À ce moment, un homme fendit la foule, écarta les nègres d’un mot, les femmes et les enfants d’un geste, releva Tartarin, le brossa, le secoua, et l’assit tout essoufflé sur une borne.

– Comment ! préïnce, c’est vous ?… fit le bon Tartarin en se frottant les côtes.

– Eh ! oui, mon vaillant ami, c’est moi… Sitôt votre lettre reçue, j’ai confié Baïa à son frère, loué une chaise de poste, fait cinquante lieues ventre à terre, et me voilà juste à temps pour vous arracher à la brutalité de ces rustres… Qu’est-ce que vous avez donc fait, juste Dieu ! pour vous attirer cette méchante affaire ?

– Que voulez-vous, préïnce ?… De voir ce malheureux lion avec sa sébile aux dents, humilié, vaincu, bafoué, servant de risée à toute cette pouillerie musulmane…

– Mais vous vous trompez, mon noble ami. Ce lion est, au contraire, pour eux un objet de respect et d’adoration. C’est une bête sacrée, qui fait partie d’un grand couvent de lions, fondé, il y a trois cents ans par Mohammed-ben-Aouda, une espèce de Trappe formidable et farouche, pleine de rugissements et d’odeurs de fauve, où des moines singuliers élèvent et apprivoisent des lions par centaines et les envoient de là dans toute l’Afrique septentrionale, accompagnés de frères quêteurs.
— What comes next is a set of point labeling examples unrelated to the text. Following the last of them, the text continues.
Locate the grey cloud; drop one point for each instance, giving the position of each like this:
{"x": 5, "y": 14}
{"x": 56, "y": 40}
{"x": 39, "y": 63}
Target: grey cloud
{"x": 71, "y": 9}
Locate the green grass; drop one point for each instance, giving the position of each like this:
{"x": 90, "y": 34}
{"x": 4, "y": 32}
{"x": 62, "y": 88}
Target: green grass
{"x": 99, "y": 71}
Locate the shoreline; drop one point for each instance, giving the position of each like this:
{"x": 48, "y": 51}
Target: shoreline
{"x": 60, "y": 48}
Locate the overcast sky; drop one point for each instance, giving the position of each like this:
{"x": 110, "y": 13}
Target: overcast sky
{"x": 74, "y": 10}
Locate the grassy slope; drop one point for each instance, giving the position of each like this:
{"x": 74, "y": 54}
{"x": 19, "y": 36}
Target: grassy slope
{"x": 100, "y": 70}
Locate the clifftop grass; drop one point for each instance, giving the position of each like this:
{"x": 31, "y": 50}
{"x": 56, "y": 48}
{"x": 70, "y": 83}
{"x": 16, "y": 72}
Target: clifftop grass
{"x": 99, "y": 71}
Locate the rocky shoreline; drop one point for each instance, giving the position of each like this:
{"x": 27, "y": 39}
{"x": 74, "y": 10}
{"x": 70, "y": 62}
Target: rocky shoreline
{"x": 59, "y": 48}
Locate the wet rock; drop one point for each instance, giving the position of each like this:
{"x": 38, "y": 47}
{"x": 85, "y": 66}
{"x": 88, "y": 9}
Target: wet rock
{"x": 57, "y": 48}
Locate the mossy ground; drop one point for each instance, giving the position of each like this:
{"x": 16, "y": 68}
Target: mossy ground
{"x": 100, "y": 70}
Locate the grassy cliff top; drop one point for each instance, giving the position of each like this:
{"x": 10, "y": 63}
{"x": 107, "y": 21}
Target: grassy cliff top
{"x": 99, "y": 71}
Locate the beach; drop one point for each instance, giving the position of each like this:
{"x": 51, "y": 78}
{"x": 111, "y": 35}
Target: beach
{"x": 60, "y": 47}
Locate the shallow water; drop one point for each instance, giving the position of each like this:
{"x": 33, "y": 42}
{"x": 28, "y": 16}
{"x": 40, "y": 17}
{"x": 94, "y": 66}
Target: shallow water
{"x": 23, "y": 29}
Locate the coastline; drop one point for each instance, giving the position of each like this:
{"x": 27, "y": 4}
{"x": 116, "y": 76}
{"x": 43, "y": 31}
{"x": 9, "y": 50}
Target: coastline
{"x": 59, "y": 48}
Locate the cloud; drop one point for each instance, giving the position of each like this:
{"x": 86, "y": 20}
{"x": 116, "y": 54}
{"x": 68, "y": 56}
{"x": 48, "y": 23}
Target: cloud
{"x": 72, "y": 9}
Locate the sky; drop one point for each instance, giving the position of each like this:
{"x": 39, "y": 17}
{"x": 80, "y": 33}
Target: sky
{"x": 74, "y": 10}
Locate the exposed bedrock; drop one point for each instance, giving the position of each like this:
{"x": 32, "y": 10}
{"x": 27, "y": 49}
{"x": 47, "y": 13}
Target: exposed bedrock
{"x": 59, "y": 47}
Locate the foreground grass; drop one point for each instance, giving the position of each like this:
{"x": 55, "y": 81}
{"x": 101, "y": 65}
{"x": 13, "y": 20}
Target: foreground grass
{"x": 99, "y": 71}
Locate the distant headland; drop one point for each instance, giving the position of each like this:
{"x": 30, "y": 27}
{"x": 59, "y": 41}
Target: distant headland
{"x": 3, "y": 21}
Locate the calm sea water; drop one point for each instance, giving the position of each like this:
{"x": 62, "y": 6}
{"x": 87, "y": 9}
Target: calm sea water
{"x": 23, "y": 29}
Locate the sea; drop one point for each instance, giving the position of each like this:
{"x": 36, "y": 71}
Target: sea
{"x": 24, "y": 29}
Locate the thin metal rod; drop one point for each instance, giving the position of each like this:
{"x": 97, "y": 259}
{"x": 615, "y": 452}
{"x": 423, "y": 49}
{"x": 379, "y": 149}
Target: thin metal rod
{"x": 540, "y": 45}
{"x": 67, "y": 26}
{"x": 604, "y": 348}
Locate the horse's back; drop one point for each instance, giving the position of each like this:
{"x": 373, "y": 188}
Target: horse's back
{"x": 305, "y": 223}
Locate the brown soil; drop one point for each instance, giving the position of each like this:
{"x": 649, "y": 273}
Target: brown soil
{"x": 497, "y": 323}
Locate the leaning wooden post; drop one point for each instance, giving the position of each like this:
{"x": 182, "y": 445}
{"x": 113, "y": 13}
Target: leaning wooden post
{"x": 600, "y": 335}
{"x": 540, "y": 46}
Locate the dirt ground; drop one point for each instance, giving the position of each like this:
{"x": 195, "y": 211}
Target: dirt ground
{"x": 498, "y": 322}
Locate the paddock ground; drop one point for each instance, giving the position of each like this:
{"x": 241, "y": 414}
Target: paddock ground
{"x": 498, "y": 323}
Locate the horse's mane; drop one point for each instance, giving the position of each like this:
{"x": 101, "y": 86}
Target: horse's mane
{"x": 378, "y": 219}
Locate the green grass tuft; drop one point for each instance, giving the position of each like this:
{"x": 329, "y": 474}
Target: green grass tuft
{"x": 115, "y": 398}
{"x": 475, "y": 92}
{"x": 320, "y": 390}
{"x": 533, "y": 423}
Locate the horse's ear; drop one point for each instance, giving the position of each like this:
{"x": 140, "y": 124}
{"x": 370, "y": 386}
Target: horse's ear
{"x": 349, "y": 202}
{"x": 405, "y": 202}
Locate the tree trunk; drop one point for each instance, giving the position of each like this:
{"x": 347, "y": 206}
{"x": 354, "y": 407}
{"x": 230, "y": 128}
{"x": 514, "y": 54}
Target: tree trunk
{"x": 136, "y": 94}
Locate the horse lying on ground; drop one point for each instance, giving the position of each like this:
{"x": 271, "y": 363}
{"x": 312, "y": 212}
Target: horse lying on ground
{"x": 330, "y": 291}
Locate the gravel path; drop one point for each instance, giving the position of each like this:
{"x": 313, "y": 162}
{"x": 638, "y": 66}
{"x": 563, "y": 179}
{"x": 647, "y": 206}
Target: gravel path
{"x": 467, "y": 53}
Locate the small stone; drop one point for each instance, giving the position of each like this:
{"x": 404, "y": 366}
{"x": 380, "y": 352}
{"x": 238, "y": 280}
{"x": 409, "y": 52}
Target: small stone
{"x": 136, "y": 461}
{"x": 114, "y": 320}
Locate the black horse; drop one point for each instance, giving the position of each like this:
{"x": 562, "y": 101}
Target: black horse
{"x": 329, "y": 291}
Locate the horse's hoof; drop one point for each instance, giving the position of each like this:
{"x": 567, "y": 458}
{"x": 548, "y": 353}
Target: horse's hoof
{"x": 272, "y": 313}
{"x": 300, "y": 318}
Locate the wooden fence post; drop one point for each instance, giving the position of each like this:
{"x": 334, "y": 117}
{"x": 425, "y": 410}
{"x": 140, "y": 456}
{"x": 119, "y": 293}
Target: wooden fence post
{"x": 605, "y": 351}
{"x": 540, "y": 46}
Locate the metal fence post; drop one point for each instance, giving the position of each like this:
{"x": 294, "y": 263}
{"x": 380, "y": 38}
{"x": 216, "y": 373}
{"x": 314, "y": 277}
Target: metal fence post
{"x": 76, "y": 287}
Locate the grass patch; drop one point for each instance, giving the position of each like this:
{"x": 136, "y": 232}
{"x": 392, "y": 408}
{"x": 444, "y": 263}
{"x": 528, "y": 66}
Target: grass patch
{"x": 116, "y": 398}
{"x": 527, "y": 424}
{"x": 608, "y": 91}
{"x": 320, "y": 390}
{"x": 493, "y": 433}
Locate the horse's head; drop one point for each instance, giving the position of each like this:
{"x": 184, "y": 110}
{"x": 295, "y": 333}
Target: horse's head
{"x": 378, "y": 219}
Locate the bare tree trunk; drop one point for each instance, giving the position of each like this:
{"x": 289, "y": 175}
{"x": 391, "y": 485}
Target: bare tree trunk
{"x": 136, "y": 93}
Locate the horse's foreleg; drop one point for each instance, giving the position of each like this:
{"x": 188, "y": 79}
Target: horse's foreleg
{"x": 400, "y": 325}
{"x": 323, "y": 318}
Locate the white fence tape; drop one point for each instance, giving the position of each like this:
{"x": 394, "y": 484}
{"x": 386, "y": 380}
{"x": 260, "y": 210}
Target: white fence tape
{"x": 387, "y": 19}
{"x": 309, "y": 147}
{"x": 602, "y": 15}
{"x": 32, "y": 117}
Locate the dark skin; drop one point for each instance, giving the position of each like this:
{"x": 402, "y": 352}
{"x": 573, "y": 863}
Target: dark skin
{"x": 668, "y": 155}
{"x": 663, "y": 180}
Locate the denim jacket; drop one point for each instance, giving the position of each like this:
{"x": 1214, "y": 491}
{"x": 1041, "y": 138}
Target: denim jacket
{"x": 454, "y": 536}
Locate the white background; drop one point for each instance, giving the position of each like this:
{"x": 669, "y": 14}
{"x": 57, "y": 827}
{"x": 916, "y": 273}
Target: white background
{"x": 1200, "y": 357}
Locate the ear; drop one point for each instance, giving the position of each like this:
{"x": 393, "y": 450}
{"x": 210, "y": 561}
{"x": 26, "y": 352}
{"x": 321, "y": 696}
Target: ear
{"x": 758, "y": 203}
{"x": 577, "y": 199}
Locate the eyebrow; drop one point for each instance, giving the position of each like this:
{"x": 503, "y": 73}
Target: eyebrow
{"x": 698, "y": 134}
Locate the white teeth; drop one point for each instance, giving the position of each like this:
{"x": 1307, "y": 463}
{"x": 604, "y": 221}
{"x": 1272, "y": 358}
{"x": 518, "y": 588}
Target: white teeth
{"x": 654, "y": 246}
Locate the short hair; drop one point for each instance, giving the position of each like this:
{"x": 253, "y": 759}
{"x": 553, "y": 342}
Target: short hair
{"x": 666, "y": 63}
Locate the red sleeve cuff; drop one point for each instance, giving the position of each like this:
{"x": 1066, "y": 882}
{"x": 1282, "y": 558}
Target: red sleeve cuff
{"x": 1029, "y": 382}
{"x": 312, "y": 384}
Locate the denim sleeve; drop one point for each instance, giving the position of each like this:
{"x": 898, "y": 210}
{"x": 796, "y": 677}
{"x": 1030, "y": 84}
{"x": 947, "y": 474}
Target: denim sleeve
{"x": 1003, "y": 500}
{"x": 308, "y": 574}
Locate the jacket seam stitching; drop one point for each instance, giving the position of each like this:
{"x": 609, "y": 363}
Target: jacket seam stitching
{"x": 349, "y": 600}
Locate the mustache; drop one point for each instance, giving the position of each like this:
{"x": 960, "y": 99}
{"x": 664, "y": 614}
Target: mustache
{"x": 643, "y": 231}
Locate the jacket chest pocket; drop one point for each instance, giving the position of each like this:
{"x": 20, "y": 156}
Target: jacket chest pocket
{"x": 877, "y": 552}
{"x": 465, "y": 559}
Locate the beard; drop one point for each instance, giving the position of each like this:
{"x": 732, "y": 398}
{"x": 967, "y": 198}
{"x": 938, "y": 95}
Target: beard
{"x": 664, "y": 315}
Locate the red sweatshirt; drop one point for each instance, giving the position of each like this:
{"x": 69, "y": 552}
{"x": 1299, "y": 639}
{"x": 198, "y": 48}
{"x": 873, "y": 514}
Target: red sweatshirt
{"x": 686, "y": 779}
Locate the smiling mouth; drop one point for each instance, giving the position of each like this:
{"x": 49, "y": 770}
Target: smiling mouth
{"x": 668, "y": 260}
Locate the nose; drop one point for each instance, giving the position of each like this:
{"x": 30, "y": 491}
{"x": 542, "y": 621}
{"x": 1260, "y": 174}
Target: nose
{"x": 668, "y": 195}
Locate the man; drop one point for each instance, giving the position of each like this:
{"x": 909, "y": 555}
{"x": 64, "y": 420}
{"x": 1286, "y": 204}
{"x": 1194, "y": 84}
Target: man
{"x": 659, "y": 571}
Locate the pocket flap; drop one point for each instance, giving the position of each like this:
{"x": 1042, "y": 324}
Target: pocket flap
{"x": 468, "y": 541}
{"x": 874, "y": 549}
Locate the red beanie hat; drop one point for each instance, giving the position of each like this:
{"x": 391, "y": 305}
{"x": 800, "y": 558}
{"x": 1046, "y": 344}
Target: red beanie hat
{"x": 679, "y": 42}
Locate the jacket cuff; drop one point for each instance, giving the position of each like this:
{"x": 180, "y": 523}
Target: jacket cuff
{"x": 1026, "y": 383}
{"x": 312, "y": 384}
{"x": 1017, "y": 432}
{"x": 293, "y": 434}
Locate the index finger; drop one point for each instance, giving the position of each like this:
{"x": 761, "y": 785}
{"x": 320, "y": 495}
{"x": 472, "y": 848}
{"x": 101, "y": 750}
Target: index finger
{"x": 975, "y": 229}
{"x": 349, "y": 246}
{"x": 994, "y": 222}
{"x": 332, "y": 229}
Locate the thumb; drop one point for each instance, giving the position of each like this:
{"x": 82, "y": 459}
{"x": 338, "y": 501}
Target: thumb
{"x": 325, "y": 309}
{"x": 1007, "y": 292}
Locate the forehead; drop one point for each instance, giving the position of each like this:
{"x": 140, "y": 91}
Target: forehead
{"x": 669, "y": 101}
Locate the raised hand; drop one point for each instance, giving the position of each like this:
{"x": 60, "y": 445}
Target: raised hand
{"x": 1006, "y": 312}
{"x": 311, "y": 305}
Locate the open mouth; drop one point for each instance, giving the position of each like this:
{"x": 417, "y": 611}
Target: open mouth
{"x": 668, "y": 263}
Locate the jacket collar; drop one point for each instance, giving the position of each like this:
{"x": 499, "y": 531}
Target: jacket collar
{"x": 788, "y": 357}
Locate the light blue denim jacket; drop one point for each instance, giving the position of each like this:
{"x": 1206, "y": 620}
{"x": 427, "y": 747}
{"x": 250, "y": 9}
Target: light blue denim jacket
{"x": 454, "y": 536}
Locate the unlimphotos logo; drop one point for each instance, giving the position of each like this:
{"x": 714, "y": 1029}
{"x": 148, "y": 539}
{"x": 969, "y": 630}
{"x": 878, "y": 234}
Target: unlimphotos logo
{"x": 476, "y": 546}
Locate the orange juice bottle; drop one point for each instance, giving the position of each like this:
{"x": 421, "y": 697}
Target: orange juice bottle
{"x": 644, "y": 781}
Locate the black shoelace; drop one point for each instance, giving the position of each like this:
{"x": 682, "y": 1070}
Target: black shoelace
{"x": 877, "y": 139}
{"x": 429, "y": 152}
Les dons que reçoivent les frères servent à l’entretien du couvent et de sa mosquée ; et si les deux nègres ont montré tant d’humeur tout à l’heure, c’est qu’ils ont la conviction que pour un sou, un seul sou de la quête, volé ou perdu par leur faute, le lion qu’ils conduisent les dévorerait immédiatement.

En écoutant ce récit invraisemblable et pourtant véridique, Tartarin de Tarascon se délectait et reniflait l’air bruyamment.

– Ce qui me va dans tout ceci, fit-il en matière de conclusion, c’est que, n’en déplaise à mon Bombonnel, il y a encore des lions en Algérie !…

– S’il y en a ! dit le prince avec enthousiasme… Dès demain, nous allons battre la plaine du Chéliff, et vous verrez !

– Eh quoi ! prince… Auriez-vous l’intention de chasser, vous aussi !

– Parbleu ! pensez-vous donc que je vous laisserais vous en aller seul en pleine Afrique, au milieu de ces tribus féroces dont vous ignorez la langue et les usages… Non ! non ! illustre Tartarin, je ne vous quitte plus… Partout où vous serez, je veux être.

– Oh ! préïnce, préïnce…

Et Tartarin, radieux, pressa sur son cœur le vaillant Grégory, en songeant avec fierté qu’à l’exemple de Jules Gérard, de Bombonnel et tous les autres fameux tueurs de lions, il allait avoir un prince étranger pour l’accompagner dans ses chasses.